My latest project, started a few months ago is to design an ARM processor based System on Module (SoM).  These are common in the industry, since the difficult high speed, multilayer board can be designed by an expert.  The customer designer just has to design and layout the less dense, easier low speed peripheral interfaces.  The problem with these is they are packaged into lay down modules, where the module is parallel or nearly parallel to the board.  If you want to put a bunch of these into a small area you waste a lot of board space under those modules.

I've decided to take the BeagleBone Black's open design and move it into a module that can be more easily integrated into my projects.  Specifically I want to build a board that plugs into the backplane at right angles to allow a bunch of these in a small amount of space.  

The Beaglebone Black is a small hacker friendly ARM board that uses TI's AM335x line of processors.  1Ghz, 512MB RAM and 10/100 or 1GB ethernet for about $45.  About the same processing power as a two year old cell phone, and only using a few watts of power.

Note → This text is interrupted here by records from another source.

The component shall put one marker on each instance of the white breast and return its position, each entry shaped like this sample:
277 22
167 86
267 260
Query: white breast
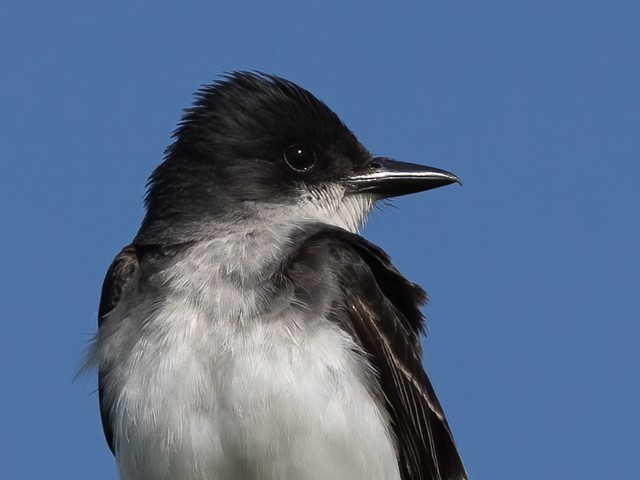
216 390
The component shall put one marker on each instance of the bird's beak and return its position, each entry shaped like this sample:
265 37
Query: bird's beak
391 178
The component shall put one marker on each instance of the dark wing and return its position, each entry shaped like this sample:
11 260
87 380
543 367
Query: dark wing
122 269
384 311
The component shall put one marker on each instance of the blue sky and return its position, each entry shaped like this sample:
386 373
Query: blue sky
532 267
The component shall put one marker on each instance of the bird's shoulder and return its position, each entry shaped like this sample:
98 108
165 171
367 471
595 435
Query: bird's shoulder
382 310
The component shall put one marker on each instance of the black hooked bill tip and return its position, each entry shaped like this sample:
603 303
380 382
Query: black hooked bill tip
391 178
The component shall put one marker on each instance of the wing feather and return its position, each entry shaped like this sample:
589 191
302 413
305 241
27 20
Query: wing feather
383 311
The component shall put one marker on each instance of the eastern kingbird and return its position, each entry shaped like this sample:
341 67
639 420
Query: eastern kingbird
248 332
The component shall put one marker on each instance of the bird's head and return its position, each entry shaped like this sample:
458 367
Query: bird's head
255 146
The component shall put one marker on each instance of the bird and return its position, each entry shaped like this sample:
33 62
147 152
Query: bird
249 331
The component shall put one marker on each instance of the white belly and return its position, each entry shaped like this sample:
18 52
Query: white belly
276 398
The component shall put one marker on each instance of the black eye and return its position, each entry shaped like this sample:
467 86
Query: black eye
299 157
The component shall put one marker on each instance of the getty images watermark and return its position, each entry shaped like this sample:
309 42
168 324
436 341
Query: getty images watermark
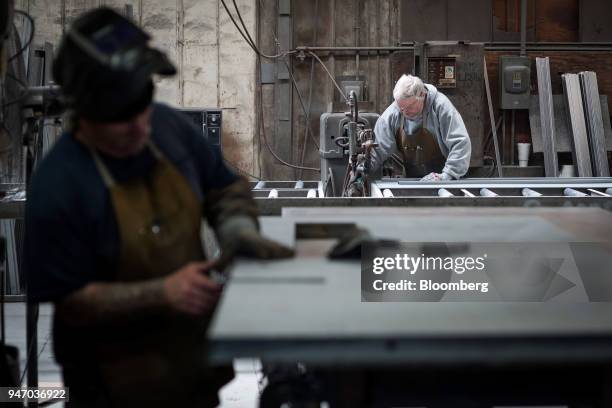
468 272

I want a bunch of them in a server rack as small nodes in a hosting or compute cluster.  My idea is to repackage the BeagleBone Black into a DIMM module style board.  DIMM memory module connectors are dense (200+pins), cheap, and require only the backplane side connector.  The module side connector is just a card edge.
If you've ever looked at a computer motherboard these modules are often placed very close to each other.  My design will be able to house several hundred processors in 1 or 2U rack units.  This is almost unheard of density, and is an area being actively pursued by HP, Google and a few other vendors.  My design will be a little simpler, hopefully a lot cheaper, and more accessible.  

To get there I need to do my first 4 or 6 layer PCB, with higher speed signals and a 324 pin BGA package.  This is turning out to be a lot more complex than I expected.  I've been at it for a few weeks and Eagle just isn't working out great.  

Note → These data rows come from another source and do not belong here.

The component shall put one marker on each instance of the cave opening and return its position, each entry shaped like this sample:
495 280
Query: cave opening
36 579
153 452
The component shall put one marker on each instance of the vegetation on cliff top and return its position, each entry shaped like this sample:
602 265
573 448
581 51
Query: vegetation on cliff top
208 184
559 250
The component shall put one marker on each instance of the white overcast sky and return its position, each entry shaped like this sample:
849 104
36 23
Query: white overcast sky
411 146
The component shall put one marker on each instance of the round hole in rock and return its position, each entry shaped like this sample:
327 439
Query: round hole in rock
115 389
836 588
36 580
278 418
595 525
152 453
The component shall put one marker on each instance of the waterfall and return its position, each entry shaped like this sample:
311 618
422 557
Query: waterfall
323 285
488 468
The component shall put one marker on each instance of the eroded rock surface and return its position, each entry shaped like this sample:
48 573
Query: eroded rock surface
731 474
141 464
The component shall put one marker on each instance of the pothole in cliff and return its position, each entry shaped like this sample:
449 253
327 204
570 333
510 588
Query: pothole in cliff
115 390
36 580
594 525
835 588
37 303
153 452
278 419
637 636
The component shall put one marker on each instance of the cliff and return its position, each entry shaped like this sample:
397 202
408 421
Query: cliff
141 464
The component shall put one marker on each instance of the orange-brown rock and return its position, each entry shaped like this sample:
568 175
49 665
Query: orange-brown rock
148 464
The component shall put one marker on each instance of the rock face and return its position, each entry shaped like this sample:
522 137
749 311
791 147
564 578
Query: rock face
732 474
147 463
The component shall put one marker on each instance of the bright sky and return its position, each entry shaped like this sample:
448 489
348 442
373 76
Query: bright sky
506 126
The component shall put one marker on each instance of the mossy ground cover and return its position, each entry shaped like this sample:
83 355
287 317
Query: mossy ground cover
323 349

Below you can see I've escape routed most of the BGA package on the right.  I'm trying to figure out a clean way to route all of the traces to the 4GB DDR3 memory module on the left.  The data lines at the bottom went OK though their lengths differ more than I want.  The address lines at the top are more complex, and have been trouble.  Eagle's has a tool for measuring the lengths of signals, but it doesn't have a tool for making a group of more than two signals the same length. 
So while I can't afford the cost, and I really don't want to learn a new app, I'm going to try Altium.  Well see how that goes in a future post.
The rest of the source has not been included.